What is the recommended duration of Dual Antiplatelet Therapy (DAPT) after coronary artery stenting?

From the Guidelines

Dual antiplatelet therapy (DAPT) after coronary stenting should be continued for at least 6 months in patients with stable ischemic heart disease and at least 12 months in patients with acute coronary syndrome, with the option to extend beyond 12 months in patients who have tolerated DAPT without a bleeding complication and are not at high bleeding risk. The choice of P2Y12 inhibitor, including clopidogrel 75mg daily, ticagrelor 90mg twice daily, or prasugrel 10mg daily, depends on patient risk factors and clinical presentation 1. High bleeding risk patients may receive shorter DAPT durations (3-6 months), while those with high ischemic risk may benefit from extended therapy beyond 12 months. DAPT is crucial because it prevents stent thrombosis by inhibiting platelet aggregation through two complementary pathways: aspirin blocks thromboxane A2 production via COX-1 inhibition, while P2Y12 inhibitors block ADP-mediated platelet activation. Premature DAPT discontinuation significantly increases the risk of stent thrombosis, which carries high mortality rates, so patient education about adherence is essential.

Some key considerations for DAPT duration include:

• Stent type: bare metal stents generally require shorter DAPT durations (at least 1 month) compared to drug-eluting stents (6-12 months) 1
• Patient risk factors: high bleeding risk patients may require shorter DAPT durations, while those with high ischemic risk may benefit from extended therapy beyond 12 months 1
• Clinical presentation: acute coronary syndrome patients typically require longer DAPT durations regardless of stent type 1

The most recent guidelines recommend a minimum of 6 months of DAPT for patients with stable ischemic heart disease and at least 12 months for patients with acute coronary syndrome, with the option to extend beyond 12 months in select patients 1. It is essential to weigh the benefits and risks of DAPT duration for each patient, considering their individual risk factors and clinical presentation.

From the FDA Drug Label

The primary outcome measure was the composite of cardiovascular death, nonfatal MI, or nonfatal stroke in the UA/NSTEMI population. Patients were randomized to receive prasugrel (60 mg loading dose followed by 10 mg once daily) or clopidogrel (300 mg loading dose followed by 75 mg once daily), with administration and follow-up for a minimum of 6 months (actual median 14. 5 months). Patients also received aspirin (75 mg to 325 mg once daily).

DAPT after stenting involves the use of aspirugrel and aspiring. The study TRITON-TIMI 38 compared prasugrel to clopidogrel, each added to aspirin and other standard therapy, in patients with ACS who were to be managed with PCI.

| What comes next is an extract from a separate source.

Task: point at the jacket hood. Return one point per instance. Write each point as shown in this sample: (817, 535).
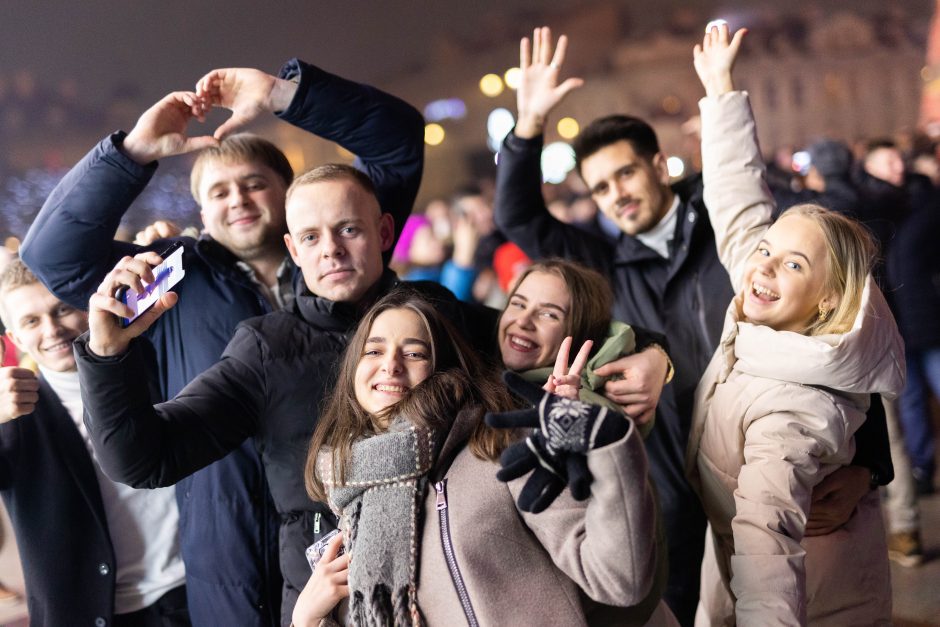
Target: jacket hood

• The treatment effect of prasugrel was apparent within the first few days, and persisted to the end of the study.
• Prasugrel reduced the occurrence of the primary composite endpoint compared to clopidogrel in both the UA/NSTEMI and STEMI populations.
• The study used a DAPT regimen with a minimum duration of 6 months 2.

From the Research

DAPT Duration After Stenting

• The optimal duration of dual antiplatelet therapy (DAPT) after percutaneous coronary intervention (PCI) is not well established, with guidelines recommending treatment for between 1 month after receiving a bare metal stent (BMS) and 6 to 12 months after PCI with a drug-eluting stent (DES) 3.
• For patients at high risk of bleeding, a shorter duration of DAPT (3-6 months) may be considered, while for those with a low risk of bleeding, prolonged DAPT may be considered 4.
• The risk of bleeding is a major consideration in determining the duration of DAPT, with factors such as age, body weight, diabetes, and prior bleeding influencing this risk 4.

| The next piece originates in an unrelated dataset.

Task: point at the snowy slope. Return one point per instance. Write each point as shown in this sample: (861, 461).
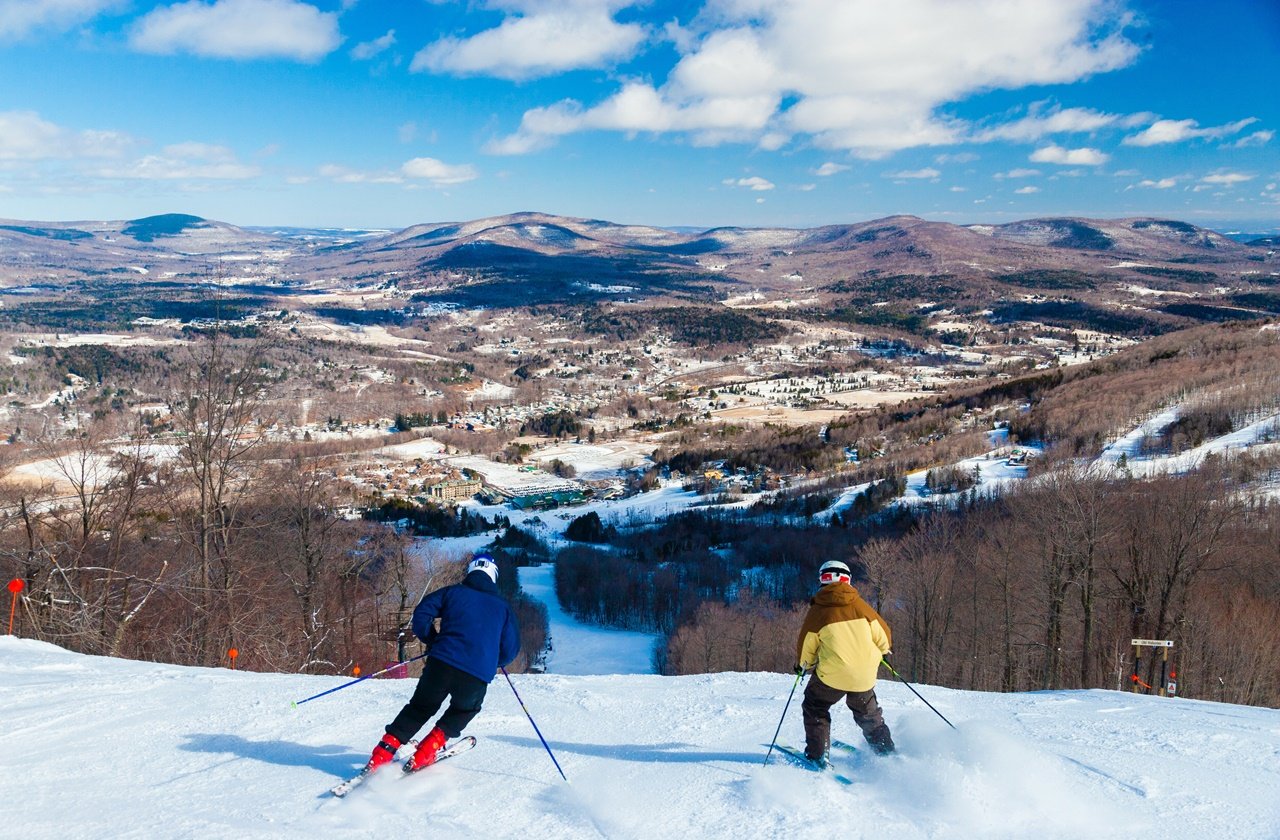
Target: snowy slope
(579, 648)
(109, 748)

Stent Type and DAPT Duration

• Drug-eluting stents (DESs) have been shown to reduce restenosis compared to bare metal stents (BMSs), but the optimal duration of DAPT after DES implantation is still unclear 5.
• Some studies have suggested that a shorter course of DAPT (less than 12 months) may be considered with second-generation or newer-generation DESs, which have a lower risk of stent thrombosis 5.
• A network meta-analysis found that all DESs reduced the risk of major adverse cardiovascular events (MACE) compared to BMSs, with Orsiro and Synergy stents showing a lower risk of stent thrombosis and repeated revascularization 6.

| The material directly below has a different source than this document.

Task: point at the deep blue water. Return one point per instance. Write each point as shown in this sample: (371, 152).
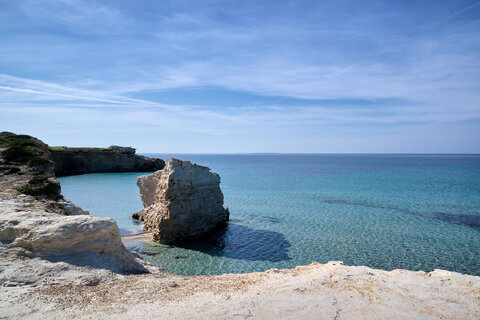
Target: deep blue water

Perioperative DAPT Management

• For patients undergoing surgery after PCI, the management of DAPT is critical to balance the risk of stent thrombosis and bleeding complications 7.
• The recommendations for perioperative DAPT have changed with emerging evidence, with a mandatory interval of 1 year for elective surgery after DES implantation shortened to 6 months (3 months if surgery cannot be further delayed) 7.
• In emergent or urgent surgeries, proceeding to surgery with continued DAPT should be considered, while for intracranial procedures or other selected surgeries, cessation of DAPT with bridge therapy using short-acting, reversible intravenous antiplatelet agents may be contemplated 7.